Scanderebech (FI): “Molto da fare su evavsionetariffe Gtt”

Nel corso della seduta di ieri del Consiglio comunale è stata discussa un’interpellanza sul tema dell’evasione tariffaria nel trasporto pubblico locale. L’iniziativa, presentata dalla Capogruppo di Forza Italia in Consiglio Comunale, Federica SCANDEREBECH, ha posto l’attenzione sulla necessità di valutare con precisione l’efficacia degli strumenti adottati per contrastare il fenomeno, a partire dall’introduzione dei tornelli sulle linee di trasporto pubblico.
«L’evasione tariffaria non è soltanto una questione di regole da rispettare – ha dichiarato la consigliera SCANDEREBECH (FI) – riguarda l’equità tra i cittadini e la sostenibilità economica del trasporto pubblico.
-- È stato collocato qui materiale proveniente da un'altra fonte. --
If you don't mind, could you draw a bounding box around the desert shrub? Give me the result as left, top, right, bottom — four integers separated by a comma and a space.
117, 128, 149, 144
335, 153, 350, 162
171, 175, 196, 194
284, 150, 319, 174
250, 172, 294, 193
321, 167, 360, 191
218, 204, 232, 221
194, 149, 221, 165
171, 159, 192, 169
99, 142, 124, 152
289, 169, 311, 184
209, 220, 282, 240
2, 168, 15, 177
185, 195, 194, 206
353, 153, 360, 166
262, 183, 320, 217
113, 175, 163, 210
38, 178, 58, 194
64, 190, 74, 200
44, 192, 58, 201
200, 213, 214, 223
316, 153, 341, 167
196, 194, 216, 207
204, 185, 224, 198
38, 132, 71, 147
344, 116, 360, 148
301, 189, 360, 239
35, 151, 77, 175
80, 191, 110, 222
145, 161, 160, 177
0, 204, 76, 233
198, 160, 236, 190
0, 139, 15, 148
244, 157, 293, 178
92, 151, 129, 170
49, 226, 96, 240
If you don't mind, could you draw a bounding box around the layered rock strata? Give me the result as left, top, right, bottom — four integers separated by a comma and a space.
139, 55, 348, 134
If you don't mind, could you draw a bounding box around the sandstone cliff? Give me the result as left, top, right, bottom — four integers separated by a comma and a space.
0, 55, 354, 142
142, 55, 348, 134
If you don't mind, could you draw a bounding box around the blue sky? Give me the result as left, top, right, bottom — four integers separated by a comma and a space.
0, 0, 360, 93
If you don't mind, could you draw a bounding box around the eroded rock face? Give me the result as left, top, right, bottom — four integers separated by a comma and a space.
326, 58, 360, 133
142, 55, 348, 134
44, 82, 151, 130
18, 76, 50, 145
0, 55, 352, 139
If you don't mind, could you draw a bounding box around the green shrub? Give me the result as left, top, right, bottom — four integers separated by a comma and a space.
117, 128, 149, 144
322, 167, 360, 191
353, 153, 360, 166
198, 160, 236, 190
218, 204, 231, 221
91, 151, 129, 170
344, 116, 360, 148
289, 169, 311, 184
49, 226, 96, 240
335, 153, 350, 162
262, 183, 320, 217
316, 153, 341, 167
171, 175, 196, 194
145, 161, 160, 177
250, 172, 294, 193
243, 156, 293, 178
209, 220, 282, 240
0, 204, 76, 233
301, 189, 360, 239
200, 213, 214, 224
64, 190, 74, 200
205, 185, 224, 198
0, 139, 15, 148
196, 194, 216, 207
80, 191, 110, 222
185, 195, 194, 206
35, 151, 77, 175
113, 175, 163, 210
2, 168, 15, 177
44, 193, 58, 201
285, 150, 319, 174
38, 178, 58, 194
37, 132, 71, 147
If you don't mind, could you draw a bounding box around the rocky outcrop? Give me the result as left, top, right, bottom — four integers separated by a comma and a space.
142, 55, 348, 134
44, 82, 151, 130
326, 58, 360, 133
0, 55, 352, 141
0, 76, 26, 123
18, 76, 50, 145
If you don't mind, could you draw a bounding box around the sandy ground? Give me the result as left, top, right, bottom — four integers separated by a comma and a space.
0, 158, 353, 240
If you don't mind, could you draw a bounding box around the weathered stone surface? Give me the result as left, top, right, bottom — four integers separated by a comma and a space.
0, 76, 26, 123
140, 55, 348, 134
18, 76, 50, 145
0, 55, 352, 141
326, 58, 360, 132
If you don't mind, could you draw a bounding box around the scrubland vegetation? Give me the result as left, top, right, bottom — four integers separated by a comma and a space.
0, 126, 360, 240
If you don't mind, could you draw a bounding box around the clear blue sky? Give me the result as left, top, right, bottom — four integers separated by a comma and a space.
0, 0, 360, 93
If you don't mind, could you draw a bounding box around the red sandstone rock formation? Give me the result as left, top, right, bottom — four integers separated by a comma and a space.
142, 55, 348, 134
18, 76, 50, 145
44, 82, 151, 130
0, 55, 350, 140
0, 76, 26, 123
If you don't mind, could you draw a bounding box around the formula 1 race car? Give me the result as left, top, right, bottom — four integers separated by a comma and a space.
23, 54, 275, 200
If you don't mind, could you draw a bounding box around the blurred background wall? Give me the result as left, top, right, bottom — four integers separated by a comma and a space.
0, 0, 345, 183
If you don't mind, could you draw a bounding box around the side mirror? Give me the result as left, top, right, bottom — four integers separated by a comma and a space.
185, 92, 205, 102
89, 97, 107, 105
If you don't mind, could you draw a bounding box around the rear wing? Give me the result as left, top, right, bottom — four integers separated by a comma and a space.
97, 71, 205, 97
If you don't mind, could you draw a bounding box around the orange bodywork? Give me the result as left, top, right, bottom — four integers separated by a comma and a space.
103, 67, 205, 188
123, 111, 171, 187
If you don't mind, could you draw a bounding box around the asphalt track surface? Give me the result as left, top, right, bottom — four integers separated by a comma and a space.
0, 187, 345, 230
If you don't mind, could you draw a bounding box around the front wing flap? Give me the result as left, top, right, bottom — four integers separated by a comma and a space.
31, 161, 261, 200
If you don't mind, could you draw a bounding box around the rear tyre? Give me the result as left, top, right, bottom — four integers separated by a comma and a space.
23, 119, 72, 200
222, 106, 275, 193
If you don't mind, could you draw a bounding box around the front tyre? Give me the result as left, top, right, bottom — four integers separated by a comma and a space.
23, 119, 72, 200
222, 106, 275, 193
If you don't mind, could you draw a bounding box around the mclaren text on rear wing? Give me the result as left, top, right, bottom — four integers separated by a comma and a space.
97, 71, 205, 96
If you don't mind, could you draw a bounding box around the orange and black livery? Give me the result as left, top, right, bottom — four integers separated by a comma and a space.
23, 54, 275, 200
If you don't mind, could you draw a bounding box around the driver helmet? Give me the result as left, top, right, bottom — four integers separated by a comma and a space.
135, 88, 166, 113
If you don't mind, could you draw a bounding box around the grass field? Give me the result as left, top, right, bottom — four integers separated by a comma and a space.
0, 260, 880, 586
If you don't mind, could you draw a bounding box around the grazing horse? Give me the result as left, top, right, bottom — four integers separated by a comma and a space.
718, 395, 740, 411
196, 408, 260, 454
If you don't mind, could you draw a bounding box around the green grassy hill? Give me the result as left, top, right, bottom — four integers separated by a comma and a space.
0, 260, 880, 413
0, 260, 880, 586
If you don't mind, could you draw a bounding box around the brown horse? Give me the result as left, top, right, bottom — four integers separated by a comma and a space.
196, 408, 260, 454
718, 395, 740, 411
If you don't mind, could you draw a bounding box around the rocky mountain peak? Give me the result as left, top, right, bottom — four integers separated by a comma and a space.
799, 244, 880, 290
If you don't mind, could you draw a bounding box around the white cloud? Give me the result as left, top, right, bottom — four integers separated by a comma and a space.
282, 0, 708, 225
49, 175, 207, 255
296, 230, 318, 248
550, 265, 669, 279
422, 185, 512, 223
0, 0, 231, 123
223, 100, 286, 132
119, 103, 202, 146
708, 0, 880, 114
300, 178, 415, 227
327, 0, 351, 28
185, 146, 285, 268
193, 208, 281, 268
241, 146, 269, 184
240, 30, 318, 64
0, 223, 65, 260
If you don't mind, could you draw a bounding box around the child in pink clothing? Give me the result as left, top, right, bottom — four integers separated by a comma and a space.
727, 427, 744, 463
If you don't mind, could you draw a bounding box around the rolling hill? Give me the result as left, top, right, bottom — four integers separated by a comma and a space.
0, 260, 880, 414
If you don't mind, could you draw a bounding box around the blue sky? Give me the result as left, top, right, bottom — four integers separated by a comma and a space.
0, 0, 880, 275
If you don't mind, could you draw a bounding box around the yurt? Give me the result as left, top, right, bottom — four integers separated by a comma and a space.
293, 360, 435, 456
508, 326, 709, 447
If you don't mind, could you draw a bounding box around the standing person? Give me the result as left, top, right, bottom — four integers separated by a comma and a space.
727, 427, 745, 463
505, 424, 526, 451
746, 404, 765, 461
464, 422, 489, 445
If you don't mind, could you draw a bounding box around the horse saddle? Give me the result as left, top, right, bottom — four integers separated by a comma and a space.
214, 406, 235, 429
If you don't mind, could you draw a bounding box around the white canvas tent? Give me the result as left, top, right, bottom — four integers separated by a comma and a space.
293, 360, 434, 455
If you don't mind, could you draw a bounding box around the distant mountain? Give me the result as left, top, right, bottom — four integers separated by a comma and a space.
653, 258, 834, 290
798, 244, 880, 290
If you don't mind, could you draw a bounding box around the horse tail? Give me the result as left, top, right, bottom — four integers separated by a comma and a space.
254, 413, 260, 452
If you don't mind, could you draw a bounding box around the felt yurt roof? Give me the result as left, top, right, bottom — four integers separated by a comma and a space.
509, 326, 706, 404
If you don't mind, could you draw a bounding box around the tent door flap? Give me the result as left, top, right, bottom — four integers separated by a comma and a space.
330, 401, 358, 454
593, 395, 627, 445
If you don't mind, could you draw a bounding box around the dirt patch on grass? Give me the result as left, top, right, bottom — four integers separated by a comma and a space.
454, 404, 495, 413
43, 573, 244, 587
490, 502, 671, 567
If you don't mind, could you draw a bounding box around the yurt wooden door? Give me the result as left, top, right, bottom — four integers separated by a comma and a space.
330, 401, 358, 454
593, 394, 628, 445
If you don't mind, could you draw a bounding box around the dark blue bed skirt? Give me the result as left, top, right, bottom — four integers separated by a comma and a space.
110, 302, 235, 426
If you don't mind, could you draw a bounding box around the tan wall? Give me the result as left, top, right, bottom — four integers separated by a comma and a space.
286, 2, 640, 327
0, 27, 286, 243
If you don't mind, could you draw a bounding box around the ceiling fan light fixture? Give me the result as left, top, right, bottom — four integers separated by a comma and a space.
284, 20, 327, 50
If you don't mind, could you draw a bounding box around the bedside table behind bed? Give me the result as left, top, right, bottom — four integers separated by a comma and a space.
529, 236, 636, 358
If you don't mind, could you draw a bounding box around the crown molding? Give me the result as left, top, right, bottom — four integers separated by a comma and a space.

Ogni biglietto non pagato è una risorsa in meno per migliorare il servizio, investire sui mezzi e garantire un sistema più efficiente per tutti».
Durante la discussione, l’Assessora ha dichiarato che, allo stato attuale, i tornelli non rappresentano un deterrente sufficiente per far pagare il biglietto. «Se installati così come sono oggi, non risolvono il problema dell’evasione», ha sottolineato SCANDEREBECH. «Non basta avere i tornelli: servono una gestione corretta del sistema e regole chiare, altrimenti rimarranno un’illusione. Se basta una semplice spinta per aggirarli, se le porte centrali e posteriori restano aperte e non ci ispiriamo alle città europee che li utilizzano come unico mezzo di controllo, non otterremo alcun risultato».
«Le esperienze di molte città europee dimostrano che i tornelli, se gestiti correttamente e come unico mezzo di controllo, possono ridurre drasticamente l’evasione tariffaria», ha aggiunto SCANDEREBECH. Fa inoltre preoccupare enormemente il dato relativo alle sanzioni per mancato pagamento dei titoli di viaggio: una percentuale significativa degli importi previsti non viene incassata, con conseguente perdita economica rilevante per le casse della città. «Se verifichiamo gli anni 2024-2025-2026 (gennaio) emergono cifre molto elevate che, se riscosse, potrebbero essere reinvestite per creare sistemi di controllo più efficaci e garantire il rispetto delle regole per tutti», ha evidenziato SCANDEREBECH.
Secondo i dati riportati dall’Assessora Foglietta, nel 2024 per 96.181 sanzioni non pagate, il totale delle somme non ancora riscosse è pari a 3.558.697,00 euro (la percentuale di incasso rispetto alle sanzioni emesse è del 51,27%); nel 2025 per 106.552 sanzioni non pagate, il totale delle somme non ancora riscosse è pari a 3.942.424,00 euro (la percentuale di incasso rispetto alle sanzioni emesse è del 45,68%); per il mese di gennaio 2026 per 9.833 sanzioni non pagate, il totale delle somme non ancora riscosse è pari a 363.821,00 euro.
«La situazione è preoccupante e richiede interventi concreti», ha concluso SCANDEREBECH. «Non possiamo accontentarci di installare tornelli come simbolo: servono controlli seri, strumenti operativi adeguati e una gestione delle sanzioni che trasformi le risorse perse in opportunità per garantire equità, sicurezza e un trasporto pubblico più sostenibile per tutti».